First drug approved for NASH

Posted by Dr. Hans de Vries on Mar 26, 2024 11:03:59 AM

On March 14, 2024, Madrigal Pharmaceuticals received the first regulatory approval for a drug targeting NonAlcoholic SteatoHepatitis (NASH). Specifically, FDA approved Rezdiffra (resmetirom) for the treatment of adults with noncirrhotic NASH with moderate to advanced liver scarring (fibrosis), to be used along with diet and exercise. NASH, recently renamed MASH, which stands for Metabolic dysfunction-Associated Steatotic Liver Disease, is estimated to affect 5% of the population in the Western world, one third of which is thought to have moderate to advanced fibrosis (F2/F3). 

Leber NASH_520x272

Resmetirom is an activator of the thyroid hormone β receptor. The positive risk benefit balance of resmetirom was based on an analysis at month 12 in a 54-month, randomized, double-blind placebo-controlled trial. The completion of the trial to month 54 is required as a postapproval study, at which point a reduction in end stage liver disease and hepatocellular carcinoma can hopefully be shown. In the pivotal trial, 888 subjects were randomly assigned to receive one of the following: placebo (294 subjects); 80 milligrams of resmetirom (298 subjects); or 100 milligrams of resmetirom (296 subjects); once daily, in addition to diet and exercise (standard care). At 12 months, liver biopsies showed that a greater proportion of subjects who were treated with resmetirom achieved NASH resolution or an improvement in fibrosis as compared with those who received placebo.

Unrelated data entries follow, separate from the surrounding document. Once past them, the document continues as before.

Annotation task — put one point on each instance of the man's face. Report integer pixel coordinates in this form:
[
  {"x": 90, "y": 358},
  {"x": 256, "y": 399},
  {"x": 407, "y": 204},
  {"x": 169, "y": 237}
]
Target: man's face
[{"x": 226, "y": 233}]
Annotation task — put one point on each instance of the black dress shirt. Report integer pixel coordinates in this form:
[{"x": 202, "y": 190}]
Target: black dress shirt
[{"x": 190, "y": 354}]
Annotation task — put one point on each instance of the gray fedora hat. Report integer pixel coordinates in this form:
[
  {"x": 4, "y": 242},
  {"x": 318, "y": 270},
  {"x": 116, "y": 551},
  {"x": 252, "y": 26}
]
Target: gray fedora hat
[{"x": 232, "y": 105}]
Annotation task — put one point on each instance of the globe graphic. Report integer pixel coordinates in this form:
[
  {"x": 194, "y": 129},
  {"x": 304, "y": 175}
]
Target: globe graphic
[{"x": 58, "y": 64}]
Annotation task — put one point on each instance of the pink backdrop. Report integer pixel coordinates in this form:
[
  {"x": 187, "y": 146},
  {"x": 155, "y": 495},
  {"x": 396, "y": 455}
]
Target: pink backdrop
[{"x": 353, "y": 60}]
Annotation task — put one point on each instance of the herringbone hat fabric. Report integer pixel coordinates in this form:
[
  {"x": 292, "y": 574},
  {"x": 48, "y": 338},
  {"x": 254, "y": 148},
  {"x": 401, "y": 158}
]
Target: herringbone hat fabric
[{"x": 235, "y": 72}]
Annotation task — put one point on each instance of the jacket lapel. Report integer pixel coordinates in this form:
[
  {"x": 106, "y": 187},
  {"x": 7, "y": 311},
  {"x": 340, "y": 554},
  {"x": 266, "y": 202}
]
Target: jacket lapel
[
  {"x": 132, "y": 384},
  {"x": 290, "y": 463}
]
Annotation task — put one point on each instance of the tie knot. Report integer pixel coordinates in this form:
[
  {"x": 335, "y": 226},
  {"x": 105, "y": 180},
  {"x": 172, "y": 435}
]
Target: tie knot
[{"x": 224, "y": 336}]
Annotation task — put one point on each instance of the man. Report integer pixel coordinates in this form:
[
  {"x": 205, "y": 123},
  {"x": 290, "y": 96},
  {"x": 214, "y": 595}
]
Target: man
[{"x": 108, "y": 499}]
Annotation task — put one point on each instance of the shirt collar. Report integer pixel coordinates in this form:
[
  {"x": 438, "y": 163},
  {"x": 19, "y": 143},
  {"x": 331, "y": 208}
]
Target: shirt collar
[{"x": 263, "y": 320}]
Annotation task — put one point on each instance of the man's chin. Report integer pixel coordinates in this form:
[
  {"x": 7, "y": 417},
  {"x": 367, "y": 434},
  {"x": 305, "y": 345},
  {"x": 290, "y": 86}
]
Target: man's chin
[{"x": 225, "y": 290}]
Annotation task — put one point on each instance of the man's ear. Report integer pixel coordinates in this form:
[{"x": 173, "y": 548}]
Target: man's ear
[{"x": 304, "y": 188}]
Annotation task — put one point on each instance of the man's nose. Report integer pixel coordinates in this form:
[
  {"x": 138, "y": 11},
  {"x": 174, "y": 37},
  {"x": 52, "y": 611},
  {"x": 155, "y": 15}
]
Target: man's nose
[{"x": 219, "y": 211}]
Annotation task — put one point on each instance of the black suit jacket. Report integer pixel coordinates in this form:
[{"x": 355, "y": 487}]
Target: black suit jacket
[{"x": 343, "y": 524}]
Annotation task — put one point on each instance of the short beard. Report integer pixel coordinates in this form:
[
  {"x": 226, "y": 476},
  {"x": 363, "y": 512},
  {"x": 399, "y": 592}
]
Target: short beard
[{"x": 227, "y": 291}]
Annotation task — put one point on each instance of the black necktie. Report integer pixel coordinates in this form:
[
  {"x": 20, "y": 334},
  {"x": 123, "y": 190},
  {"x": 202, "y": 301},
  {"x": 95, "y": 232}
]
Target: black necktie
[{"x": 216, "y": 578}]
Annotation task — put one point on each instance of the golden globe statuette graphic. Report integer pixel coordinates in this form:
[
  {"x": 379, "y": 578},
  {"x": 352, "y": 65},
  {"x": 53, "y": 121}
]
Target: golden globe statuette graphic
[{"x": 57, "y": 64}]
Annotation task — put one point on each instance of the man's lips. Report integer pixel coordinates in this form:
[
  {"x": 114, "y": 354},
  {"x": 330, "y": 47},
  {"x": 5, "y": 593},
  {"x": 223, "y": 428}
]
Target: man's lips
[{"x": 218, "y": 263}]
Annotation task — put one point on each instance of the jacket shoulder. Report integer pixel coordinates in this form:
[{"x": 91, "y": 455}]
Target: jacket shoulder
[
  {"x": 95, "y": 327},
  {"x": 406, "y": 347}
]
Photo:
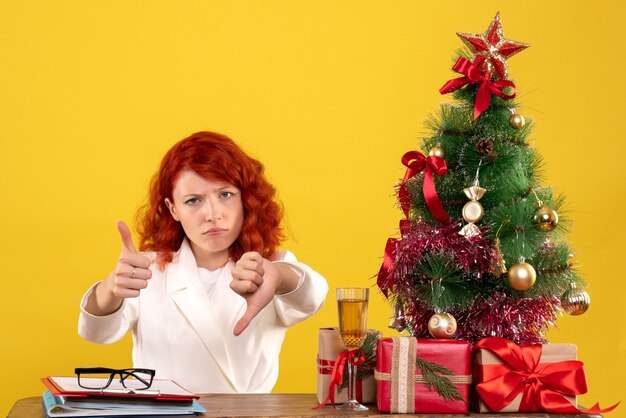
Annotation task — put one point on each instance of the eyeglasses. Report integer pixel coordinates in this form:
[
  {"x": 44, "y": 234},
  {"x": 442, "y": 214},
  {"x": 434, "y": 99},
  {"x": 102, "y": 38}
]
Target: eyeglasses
[{"x": 94, "y": 377}]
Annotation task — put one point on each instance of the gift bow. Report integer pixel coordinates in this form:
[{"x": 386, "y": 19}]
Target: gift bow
[
  {"x": 472, "y": 75},
  {"x": 415, "y": 163},
  {"x": 354, "y": 357},
  {"x": 543, "y": 386}
]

The most common side effects of resmetirom were diarrhea and nausea. Other side effects included pruritus, vomiting, constipation and dizziness. The resmetirom label includes warnings and precautions on drug-induced liver toxicity, gallbladder-related side effects and interactions with certain statins, which should be dosed in submaximal doses.

Although serial liver biopsies were required during the pivotal trial, the US label does not require this, which is of course a big plus when it comes to patient access to the drug. No clear guidance is given to clinicians on how to establish ‘noncirrhotic NASH with moderate to advanced fibrosis’ and updates of existing guidelines will hopefully give guidance on this.

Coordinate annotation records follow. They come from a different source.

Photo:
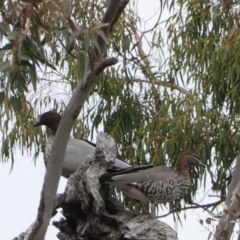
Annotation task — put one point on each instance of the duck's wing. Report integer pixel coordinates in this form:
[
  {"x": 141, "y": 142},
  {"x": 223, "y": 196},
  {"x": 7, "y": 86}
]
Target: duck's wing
[
  {"x": 138, "y": 174},
  {"x": 77, "y": 152}
]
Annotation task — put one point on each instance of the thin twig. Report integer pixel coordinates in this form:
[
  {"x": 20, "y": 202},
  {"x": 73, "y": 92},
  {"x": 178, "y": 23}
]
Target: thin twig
[{"x": 195, "y": 205}]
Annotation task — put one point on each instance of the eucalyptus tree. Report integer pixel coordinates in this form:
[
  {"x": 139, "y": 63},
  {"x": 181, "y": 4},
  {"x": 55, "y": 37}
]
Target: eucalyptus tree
[{"x": 176, "y": 86}]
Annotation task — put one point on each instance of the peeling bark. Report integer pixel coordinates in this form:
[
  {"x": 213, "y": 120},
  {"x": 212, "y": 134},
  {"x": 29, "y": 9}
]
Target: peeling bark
[{"x": 226, "y": 224}]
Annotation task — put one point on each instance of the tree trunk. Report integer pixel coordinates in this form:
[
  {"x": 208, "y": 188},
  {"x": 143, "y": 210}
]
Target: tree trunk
[
  {"x": 89, "y": 211},
  {"x": 226, "y": 224}
]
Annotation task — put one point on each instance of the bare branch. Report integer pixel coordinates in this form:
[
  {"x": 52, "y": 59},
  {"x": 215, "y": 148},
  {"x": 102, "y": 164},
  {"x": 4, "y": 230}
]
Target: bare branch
[
  {"x": 71, "y": 112},
  {"x": 104, "y": 64},
  {"x": 226, "y": 224},
  {"x": 196, "y": 205},
  {"x": 165, "y": 84}
]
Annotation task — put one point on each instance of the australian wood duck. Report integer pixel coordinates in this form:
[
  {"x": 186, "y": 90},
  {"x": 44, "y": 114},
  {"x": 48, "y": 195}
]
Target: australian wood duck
[
  {"x": 155, "y": 184},
  {"x": 77, "y": 149}
]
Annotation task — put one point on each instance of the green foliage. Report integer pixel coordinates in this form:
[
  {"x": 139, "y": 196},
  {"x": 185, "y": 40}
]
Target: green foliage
[{"x": 143, "y": 102}]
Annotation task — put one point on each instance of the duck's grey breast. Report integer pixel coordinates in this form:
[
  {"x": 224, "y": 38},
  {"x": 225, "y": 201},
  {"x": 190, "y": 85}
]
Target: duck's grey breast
[{"x": 164, "y": 191}]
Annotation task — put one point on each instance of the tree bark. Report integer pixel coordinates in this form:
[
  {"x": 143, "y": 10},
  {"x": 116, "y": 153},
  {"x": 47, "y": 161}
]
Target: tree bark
[
  {"x": 90, "y": 213},
  {"x": 38, "y": 229},
  {"x": 226, "y": 224}
]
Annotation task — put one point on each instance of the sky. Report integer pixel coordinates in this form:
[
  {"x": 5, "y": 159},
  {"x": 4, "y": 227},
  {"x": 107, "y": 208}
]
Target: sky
[{"x": 20, "y": 189}]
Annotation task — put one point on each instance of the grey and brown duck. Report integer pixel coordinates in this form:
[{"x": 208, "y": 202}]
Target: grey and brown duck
[
  {"x": 155, "y": 184},
  {"x": 77, "y": 149}
]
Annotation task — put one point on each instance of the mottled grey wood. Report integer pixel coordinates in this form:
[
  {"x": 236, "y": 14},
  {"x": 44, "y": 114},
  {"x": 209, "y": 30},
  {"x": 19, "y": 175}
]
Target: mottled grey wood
[
  {"x": 227, "y": 222},
  {"x": 89, "y": 211}
]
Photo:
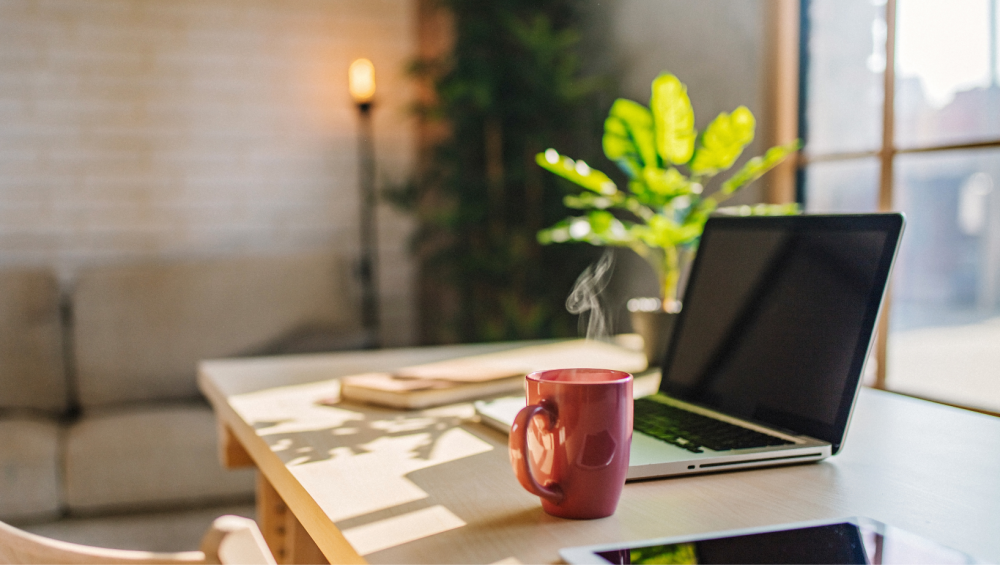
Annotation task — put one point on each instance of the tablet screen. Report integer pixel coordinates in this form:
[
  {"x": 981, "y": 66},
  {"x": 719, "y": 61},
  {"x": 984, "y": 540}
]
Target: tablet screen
[{"x": 832, "y": 543}]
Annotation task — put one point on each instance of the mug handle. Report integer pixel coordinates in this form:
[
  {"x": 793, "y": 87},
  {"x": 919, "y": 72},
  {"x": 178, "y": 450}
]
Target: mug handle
[{"x": 519, "y": 452}]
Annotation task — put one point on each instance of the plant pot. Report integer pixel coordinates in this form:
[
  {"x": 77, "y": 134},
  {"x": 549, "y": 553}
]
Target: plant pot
[{"x": 655, "y": 328}]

EMA has set the hurdle for approval of a NASH drug slightly higher than FDA. Whereas FDA required either resolution of NASH or improvement of fibrosis, EMA requires both. However, resmetirom met both of these endpoints in the pivotal trial. Thus, EMA will likely follow suit with a positive assessment.  Nevertheless, the reimbursement hurdle in the EU may be high with an announced annual price in the US of $ 47.700.

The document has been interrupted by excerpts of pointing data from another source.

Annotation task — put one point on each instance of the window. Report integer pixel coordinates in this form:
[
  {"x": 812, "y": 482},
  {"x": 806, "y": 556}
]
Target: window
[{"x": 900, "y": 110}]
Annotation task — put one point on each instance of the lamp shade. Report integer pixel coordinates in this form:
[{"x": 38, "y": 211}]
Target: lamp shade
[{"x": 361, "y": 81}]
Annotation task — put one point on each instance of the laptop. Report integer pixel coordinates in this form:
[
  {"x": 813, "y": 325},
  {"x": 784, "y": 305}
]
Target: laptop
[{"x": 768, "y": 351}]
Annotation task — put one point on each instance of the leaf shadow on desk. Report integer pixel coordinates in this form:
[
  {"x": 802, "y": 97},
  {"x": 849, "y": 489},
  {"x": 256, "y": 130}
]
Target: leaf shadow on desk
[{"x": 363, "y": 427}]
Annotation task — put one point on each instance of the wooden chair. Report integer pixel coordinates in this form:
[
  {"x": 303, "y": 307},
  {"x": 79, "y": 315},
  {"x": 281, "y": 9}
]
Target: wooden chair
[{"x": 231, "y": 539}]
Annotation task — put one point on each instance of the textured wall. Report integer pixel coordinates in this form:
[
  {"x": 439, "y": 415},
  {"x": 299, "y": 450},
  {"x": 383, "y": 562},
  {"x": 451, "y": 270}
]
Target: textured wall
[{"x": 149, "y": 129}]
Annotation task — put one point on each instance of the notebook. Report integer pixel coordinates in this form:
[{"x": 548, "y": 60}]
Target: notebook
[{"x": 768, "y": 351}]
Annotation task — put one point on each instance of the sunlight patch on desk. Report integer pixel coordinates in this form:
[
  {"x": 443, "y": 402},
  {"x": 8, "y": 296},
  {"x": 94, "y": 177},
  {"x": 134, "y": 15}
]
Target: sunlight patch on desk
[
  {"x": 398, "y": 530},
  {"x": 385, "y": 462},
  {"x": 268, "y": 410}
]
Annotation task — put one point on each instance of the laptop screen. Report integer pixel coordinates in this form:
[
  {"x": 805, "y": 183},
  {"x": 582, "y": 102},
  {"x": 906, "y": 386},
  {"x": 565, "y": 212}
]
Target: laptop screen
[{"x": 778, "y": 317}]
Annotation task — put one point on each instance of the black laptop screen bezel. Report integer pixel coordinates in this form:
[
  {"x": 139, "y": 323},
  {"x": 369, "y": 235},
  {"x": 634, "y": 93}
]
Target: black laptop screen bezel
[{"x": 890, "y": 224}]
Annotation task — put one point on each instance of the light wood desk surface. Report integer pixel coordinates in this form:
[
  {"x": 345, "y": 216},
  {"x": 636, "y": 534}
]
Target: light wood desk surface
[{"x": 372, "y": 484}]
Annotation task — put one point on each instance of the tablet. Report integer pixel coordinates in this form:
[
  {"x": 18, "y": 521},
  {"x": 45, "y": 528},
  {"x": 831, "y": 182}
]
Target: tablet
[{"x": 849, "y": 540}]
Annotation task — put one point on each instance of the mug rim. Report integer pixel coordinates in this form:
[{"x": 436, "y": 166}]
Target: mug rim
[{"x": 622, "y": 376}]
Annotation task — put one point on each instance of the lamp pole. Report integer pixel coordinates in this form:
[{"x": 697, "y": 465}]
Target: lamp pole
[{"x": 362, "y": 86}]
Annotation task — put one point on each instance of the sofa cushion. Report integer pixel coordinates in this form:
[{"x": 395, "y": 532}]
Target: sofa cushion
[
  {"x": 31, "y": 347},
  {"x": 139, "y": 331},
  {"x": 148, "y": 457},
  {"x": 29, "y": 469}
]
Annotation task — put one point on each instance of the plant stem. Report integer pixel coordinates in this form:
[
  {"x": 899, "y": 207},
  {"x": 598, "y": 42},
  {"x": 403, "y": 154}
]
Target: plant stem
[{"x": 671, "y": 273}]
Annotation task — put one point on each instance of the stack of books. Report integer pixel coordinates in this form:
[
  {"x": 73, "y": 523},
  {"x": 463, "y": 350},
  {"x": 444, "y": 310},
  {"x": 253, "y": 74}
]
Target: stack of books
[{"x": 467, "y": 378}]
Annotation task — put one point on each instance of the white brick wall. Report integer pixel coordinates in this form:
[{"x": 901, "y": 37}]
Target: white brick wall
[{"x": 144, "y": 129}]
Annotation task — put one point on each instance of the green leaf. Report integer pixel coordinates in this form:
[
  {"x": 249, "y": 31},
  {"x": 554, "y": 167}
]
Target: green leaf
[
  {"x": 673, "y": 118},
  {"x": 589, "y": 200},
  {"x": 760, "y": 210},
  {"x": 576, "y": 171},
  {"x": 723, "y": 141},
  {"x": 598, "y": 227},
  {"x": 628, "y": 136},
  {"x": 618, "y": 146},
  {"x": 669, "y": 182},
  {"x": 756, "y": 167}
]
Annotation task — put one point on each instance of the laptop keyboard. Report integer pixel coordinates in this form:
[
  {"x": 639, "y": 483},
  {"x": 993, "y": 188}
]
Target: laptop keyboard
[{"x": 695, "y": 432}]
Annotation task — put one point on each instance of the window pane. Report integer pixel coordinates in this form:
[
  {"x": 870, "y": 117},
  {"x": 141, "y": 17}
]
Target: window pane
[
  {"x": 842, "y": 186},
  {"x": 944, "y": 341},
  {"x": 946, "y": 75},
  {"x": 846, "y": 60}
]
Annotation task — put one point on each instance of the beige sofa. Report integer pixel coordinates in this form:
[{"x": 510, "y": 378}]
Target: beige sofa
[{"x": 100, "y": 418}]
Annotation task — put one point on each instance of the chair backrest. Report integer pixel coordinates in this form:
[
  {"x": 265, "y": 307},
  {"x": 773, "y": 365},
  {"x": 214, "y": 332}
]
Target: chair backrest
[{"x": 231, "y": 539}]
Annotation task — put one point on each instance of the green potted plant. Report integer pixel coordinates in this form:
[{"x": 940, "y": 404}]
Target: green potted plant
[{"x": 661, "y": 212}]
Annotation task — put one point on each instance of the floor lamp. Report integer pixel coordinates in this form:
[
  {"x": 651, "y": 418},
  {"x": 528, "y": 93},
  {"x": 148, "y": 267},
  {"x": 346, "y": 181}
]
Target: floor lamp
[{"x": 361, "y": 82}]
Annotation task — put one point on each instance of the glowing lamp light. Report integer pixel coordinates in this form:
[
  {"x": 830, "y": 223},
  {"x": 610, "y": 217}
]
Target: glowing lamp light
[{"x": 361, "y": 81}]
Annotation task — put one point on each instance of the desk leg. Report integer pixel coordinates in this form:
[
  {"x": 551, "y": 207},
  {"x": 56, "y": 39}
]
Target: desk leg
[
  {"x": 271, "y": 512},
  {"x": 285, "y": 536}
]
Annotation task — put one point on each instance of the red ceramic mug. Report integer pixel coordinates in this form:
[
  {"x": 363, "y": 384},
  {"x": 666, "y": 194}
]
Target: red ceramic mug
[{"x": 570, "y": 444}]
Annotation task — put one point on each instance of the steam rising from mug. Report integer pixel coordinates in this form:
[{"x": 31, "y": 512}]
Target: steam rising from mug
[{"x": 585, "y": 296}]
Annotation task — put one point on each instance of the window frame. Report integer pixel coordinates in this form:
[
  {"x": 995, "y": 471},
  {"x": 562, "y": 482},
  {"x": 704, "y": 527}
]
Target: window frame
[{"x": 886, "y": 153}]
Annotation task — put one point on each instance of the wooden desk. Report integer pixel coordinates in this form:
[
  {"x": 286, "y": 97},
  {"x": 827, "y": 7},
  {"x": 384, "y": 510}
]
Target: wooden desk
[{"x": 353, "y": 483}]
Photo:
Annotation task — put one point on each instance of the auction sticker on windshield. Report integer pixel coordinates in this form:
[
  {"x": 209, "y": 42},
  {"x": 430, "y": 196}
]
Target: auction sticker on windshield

A final notable point is the relation between lowering of liver fat and histology outcomes. After one year, the lowest 80 mg dose of resmetirom resulted in a 35% reduction from baseline in liver fat as assessed by MRI-PDFF, for a difference of 26.7% with placebo. At 16 weeks, this difference had already established itself almost completely. This will raise the bar in a competitive field where many drug candidates have failed. But for today, congratulations to Madrigal Pharmaceuticals and FDA for a landmark approval!